Wednesday, March 31, 2021

My Heart Forget

 By the Indian poet Dharmakīrti:

A hundred times I learnt from my philosophy
To think no more of love, this vanity,
This dream, this source of all regret,
This emptiness.
But no philosophy can make my heart forget
Her loveliness.


Control

 "You don't have to control your thoughts.  You just have to stop letting them control you."  ~Dan Millman

Tuesday, March 30, 2021

Had Somewhere to Get To

 (Clicking imbiggens)

 

The painting above, Landscape with the Fall of Icarus by Pieter Bruegel the Elder, inspired the poem below, Musée des Beaux Arts by W.H. Auden:

Musée des Beaux Arts
W.H. Auden

About suffering they were never wrong,
The old Masters: how well they understood
Its human position: how it takes place
While someone else is eating or opening a window or just walking dully along;
How, when the aged are reverently, passionately waiting
For the miraculous birth, there always must be
Children who did not specially want it to happen, skating
On a pond at the edge of the wood:
They never forgot
That even the dreadful martyrdom must run its course
Anyhow in a corner, some untidy spot
Where the dogs go on with their doggy life and the torturer's horse
Scratches its innocent behind on a tree.

In Breughel's Icarus, for instance: how everything turns away
Quite leisurely from the disaster; the ploughman may
Have heard the splash, the forsaken cry,
But for him it was not an important failure; the sun shone
As it had to on the white legs disappearing into the green
Water, and the expensive delicate ship that must have seen
Something amazing, a boy falling out of the sky,
Had somewhere to get to and sailed calmly on.

It's Never Too Late


 (click to imbiggen)

Oh Well

 I tried to export my old blog from Wordpress and import it here into Blogspot, but it's an imperfect process.  A lot of posts were lost or garbled.

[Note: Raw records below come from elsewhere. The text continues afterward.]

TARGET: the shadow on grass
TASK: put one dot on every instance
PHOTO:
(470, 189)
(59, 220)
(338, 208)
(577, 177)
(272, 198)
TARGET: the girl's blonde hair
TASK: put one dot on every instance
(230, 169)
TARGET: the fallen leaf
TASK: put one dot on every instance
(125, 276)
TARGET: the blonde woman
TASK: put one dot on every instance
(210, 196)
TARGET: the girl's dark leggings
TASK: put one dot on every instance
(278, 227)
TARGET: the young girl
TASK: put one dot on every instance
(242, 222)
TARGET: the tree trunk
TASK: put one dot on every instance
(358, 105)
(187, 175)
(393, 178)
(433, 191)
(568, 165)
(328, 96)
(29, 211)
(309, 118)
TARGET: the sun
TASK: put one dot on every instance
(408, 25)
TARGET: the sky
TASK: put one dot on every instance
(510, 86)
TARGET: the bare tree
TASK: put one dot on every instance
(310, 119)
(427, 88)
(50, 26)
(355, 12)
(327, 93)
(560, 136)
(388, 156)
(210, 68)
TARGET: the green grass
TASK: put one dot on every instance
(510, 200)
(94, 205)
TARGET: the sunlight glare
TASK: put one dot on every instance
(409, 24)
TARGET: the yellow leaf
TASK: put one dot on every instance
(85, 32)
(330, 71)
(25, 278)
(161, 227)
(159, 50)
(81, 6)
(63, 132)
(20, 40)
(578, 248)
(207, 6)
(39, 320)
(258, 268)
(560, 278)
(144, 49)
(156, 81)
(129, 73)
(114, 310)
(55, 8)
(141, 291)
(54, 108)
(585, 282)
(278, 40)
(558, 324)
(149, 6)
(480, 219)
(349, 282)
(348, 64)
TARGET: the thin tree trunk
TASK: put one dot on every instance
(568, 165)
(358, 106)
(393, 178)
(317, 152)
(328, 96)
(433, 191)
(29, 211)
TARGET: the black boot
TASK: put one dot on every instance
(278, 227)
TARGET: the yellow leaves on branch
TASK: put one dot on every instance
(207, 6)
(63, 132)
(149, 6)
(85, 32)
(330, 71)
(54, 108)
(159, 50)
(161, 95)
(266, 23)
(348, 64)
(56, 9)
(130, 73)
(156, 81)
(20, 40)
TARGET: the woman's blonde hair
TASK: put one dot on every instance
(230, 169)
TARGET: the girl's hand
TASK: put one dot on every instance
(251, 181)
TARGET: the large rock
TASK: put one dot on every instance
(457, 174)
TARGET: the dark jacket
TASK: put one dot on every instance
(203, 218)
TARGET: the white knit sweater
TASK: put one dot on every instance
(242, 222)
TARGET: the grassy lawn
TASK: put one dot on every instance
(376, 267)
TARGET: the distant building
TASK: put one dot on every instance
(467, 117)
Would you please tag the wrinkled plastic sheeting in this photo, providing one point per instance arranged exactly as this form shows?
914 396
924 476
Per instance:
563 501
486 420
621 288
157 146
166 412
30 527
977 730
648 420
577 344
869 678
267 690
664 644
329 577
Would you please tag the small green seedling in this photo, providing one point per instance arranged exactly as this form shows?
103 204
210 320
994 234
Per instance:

If you're interested in the old stuff, it's still hosted over on Wordpress, HERE.

The Wind

"The pessimist complains about the wind; the optimist expects it to change; the realist adjusts the sails."  ~ William Arthur Ward

Monday, March 29, 2021

Open Eyes

"If I were to begin life again, I should want it as it was. I would only open my eyes a little more."  ~Jules Renard

Saturday, March 27, 2021

Greatness

 "Forget about likes and dislikes.  They are of no consequence.  Just do what must be done.  This may not be happiness, but it is greatness."  ~George Bernard Shaw

Friday, March 26, 2021

Non-Action

 “Sometimes, not doing anything is the best thing we can do. Non-action is already something. There are people who do not seem to do very much, but their presence is crucial for the well-being of the world. There may be someone in our own family who does not make a lot of money, and we could say they are not very active, but if that person wasn’t there, the family would be much less happy and stable because that person is contributing the quality of their being, their non-action.” ~Thich Nhat Hanh

Choices

 

I guess I’m payin’
For the things that I have done
If I could go back
Oh, Lord knows I’d run…


I have a lot of sympathy for people suffering the consequences for their decisions.  I guess that’s a little self-serving.

Full lyrics HERE.

Thursday, March 25, 2021

Relics

I am trying to import my Wordpress blog over here, but haven't got it to work yet.  So for now, all the old stuff is HERE.

Let It Ring

 Excerpted from a book review by Tyler Stovall:

In her ambitious and impressive new book, Freedom: An Unruly History, the political historian Annelien de Dijn approaches this massive subject from the standpoint of two conflicting interpretations of freedom and their interactions over 2,500 years of Western history. She starts her study by noting that most people think of freedom as a matter of individual liberties and, in particular, of protection from the intrusions of big government and the state. This is the vision of liberty outlined in the opening paragraph of this essay, one that drives conservative ideologues throughout the West. De Dijn argues, however, that this is not the only conception of freedom and that it is a relatively recent one. For much of human history, people thought of freedom not as protecting individual rights but as ensuring self-rule and the just treatment of all. In short, they equated freedom with democracy. “For centuries Western thinkers and political actors identified freedom not with being left alone by the state but with exercising control over the way one is governed,” she writes. Liberty in its classic formulation was thus not individual but collective. Freedom did not entail escaping from government rule but rather making it democratic.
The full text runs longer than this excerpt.